Les Hubert hochèrent la tête. En effet, un pareil travail demandait des soins infinis. Hubertine, cependant, se tourna vers la jeune fille.

– Je pourrais t'aider, je me chargerais des ornements, et tu n'aurais à faire que la figure.

Angélique examinait toujours la sainte, dans son trouble.

Non, non! elle refusait, elle se défendait contre la douceur d'accepter. Ce serait très mal, d'être complice; car, sûrement, Félicien mentait, elle sentait bien qu'il n'était pas pauvre, qu'il se cachait sous ce vêtement d'ouvrier; et cette simplicité jouée; toute cette histoire pour pénétrer jusqu'à elle, la mettait en garde, amusée et heureuse au fond, le transfigurant, voyant le royal prince qu'il devait être, dans l'absolue certitude où elle vivait de la réalisation entière de son rêve.

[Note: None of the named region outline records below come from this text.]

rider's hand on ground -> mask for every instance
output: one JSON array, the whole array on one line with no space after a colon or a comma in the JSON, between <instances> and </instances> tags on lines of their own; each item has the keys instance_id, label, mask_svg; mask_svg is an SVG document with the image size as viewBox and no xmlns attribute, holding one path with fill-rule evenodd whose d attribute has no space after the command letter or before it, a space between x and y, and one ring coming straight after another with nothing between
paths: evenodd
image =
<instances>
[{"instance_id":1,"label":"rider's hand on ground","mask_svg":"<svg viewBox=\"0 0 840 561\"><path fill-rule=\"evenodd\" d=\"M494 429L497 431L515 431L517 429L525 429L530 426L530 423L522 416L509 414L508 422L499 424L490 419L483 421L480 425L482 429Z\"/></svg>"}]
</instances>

– Non, répéta-t-elle à demi-voix, nous n'aurions pas le temps.

Et, sans lever les yeux, elle continua, comme se parlant à elle-même:

– Pour la sainte, on ne peut employer ni le passé, ni la guipure. Ce serait indigne… Il faut une broderie en or nué.

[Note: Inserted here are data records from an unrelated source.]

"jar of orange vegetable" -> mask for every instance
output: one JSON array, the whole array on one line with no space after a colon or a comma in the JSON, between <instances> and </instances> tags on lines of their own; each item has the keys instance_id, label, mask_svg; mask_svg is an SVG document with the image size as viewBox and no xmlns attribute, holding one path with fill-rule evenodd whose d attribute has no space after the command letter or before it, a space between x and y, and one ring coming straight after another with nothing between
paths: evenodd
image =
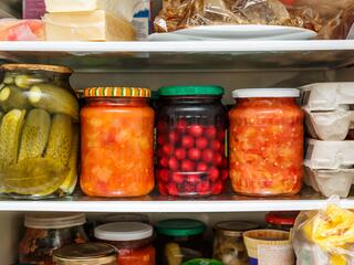
<instances>
[{"instance_id":1,"label":"jar of orange vegetable","mask_svg":"<svg viewBox=\"0 0 354 265\"><path fill-rule=\"evenodd\" d=\"M230 178L247 195L295 194L303 178L298 89L237 89L230 117Z\"/></svg>"},{"instance_id":2,"label":"jar of orange vegetable","mask_svg":"<svg viewBox=\"0 0 354 265\"><path fill-rule=\"evenodd\" d=\"M81 188L94 197L140 197L154 188L154 110L150 91L84 91L81 110Z\"/></svg>"},{"instance_id":3,"label":"jar of orange vegetable","mask_svg":"<svg viewBox=\"0 0 354 265\"><path fill-rule=\"evenodd\" d=\"M155 265L154 229L138 222L118 222L100 225L95 237L114 245L118 265Z\"/></svg>"}]
</instances>

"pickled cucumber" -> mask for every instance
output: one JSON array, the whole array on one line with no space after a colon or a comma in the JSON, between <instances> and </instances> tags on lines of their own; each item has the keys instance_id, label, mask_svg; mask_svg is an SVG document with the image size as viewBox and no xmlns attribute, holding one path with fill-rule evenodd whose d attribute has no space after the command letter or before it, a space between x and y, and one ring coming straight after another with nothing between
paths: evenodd
<instances>
[{"instance_id":1,"label":"pickled cucumber","mask_svg":"<svg viewBox=\"0 0 354 265\"><path fill-rule=\"evenodd\" d=\"M25 110L12 109L6 114L0 127L0 169L18 160L19 140Z\"/></svg>"},{"instance_id":2,"label":"pickled cucumber","mask_svg":"<svg viewBox=\"0 0 354 265\"><path fill-rule=\"evenodd\" d=\"M39 84L29 91L30 103L52 114L66 114L79 120L79 103L74 95L51 84Z\"/></svg>"},{"instance_id":3,"label":"pickled cucumber","mask_svg":"<svg viewBox=\"0 0 354 265\"><path fill-rule=\"evenodd\" d=\"M32 85L44 83L45 80L39 78L31 75L17 75L14 76L14 84L22 88L22 89L29 89Z\"/></svg>"},{"instance_id":4,"label":"pickled cucumber","mask_svg":"<svg viewBox=\"0 0 354 265\"><path fill-rule=\"evenodd\" d=\"M79 127L73 127L73 136L72 136L72 147L71 153L69 157L69 173L61 184L60 190L64 194L73 193L76 182L77 182L77 155L79 155L79 144L80 144L80 132Z\"/></svg>"},{"instance_id":5,"label":"pickled cucumber","mask_svg":"<svg viewBox=\"0 0 354 265\"><path fill-rule=\"evenodd\" d=\"M45 149L45 158L66 166L71 153L73 137L73 124L70 116L55 114L52 118L52 126Z\"/></svg>"},{"instance_id":6,"label":"pickled cucumber","mask_svg":"<svg viewBox=\"0 0 354 265\"><path fill-rule=\"evenodd\" d=\"M42 157L50 128L51 116L44 109L34 108L28 114L22 130L19 161Z\"/></svg>"},{"instance_id":7,"label":"pickled cucumber","mask_svg":"<svg viewBox=\"0 0 354 265\"><path fill-rule=\"evenodd\" d=\"M45 197L59 190L67 172L52 159L31 158L8 167L2 182L7 193Z\"/></svg>"},{"instance_id":8,"label":"pickled cucumber","mask_svg":"<svg viewBox=\"0 0 354 265\"><path fill-rule=\"evenodd\" d=\"M25 109L30 104L23 91L14 85L7 85L0 91L0 105L7 112L12 108Z\"/></svg>"}]
</instances>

– Justement, dit Félicien, je songeais à cette broderie, je savais que mademoiselle en avait retrouvé le secret… On en voit encore un assez beau fragment à la sacristie.

Hubert se passionna. – Oui, oui, il est du quinzième siècle, il a été brodé par une de mes arrière-grand-mères… De l'or nué, ah! il n'y avait pas de plus beau travail, monsieur. Mais il demandait trop de temps, il coûtait trop cher, puis il exigeait de vraies artistes. Voici deux cents ans que ce travail ne se fait plus… Et si ma fille refuse, vous pouvez y renoncer, car elle seule aujourd'hui est capable de l'entreprendre, et je n'en connais pas d'autre ayant la finesse nécessaire de l'œil et de la main.

Hubertine, depuis qu'on parlait de l'or nué, était devenue respectueuse. Elle ajouta, convaincue:

– En vingt jours, en effet, c'est impossible… Il y faut une patience de fée. Mais à regarder fixement la sainte, Angélique venait de faire une découverte qui noyait de joie son cœur. Agnès lui ressemblait. En dessinant l'antique statue, Félicien certainement songeait à elle; et cette pensée qu'elle était ainsi toujours présente, qu'il la revoyait partout, amollissait sa résolution de l'éloigner. Elle leva le front enfin, elle l'aperçut tremblant, les yeux mouillés d'une supplication si ardente, qu'elle fut vaincue. Seulement, par cette malice, cette science naturelle qui vient aux filles, même quand elles ignorent tout, elle ne voulut pas avoir l'air de consentir.

– C'est impossible, répéta-t-elle, en rendant le dessin. Je ne le ferais pour personne.

Félicien eut un geste de véritable désespoir. C'était lui qu'elle refusait, il croyait le comprendre. Il partait, il dit encore à Hubert:

– Quant à l'argent, tout ce que vous auriez demandé… Ces dames mettraient jusqu'à deux mille francs…

Certes, le ménage n'était pas intéressé. En pourtant ce gros chiffre l'émotionna. Le mari avait regardé la femme. Était-ce fâcheux de laisser aller une commande si avantageuse!

– Deux mille francs, reprit Angélique de sa voix douce, deux mille francs, monsieur…

Et elle, pour qui l'argent ne comptait pas, retenait un sourire, un taquin sourire qui pinçait à peine les coins de sa bouche, s'égayant de ne point paraître céder au plaisir de le voir, et de lui donner d'elle une opinion fausse.

– Oh! deux mille francs, monsieur, j'accepte… Je ne le ferais pour personne, mais du moment qu'on est décidé à payer.. S'il le faut, je passerai les nuits.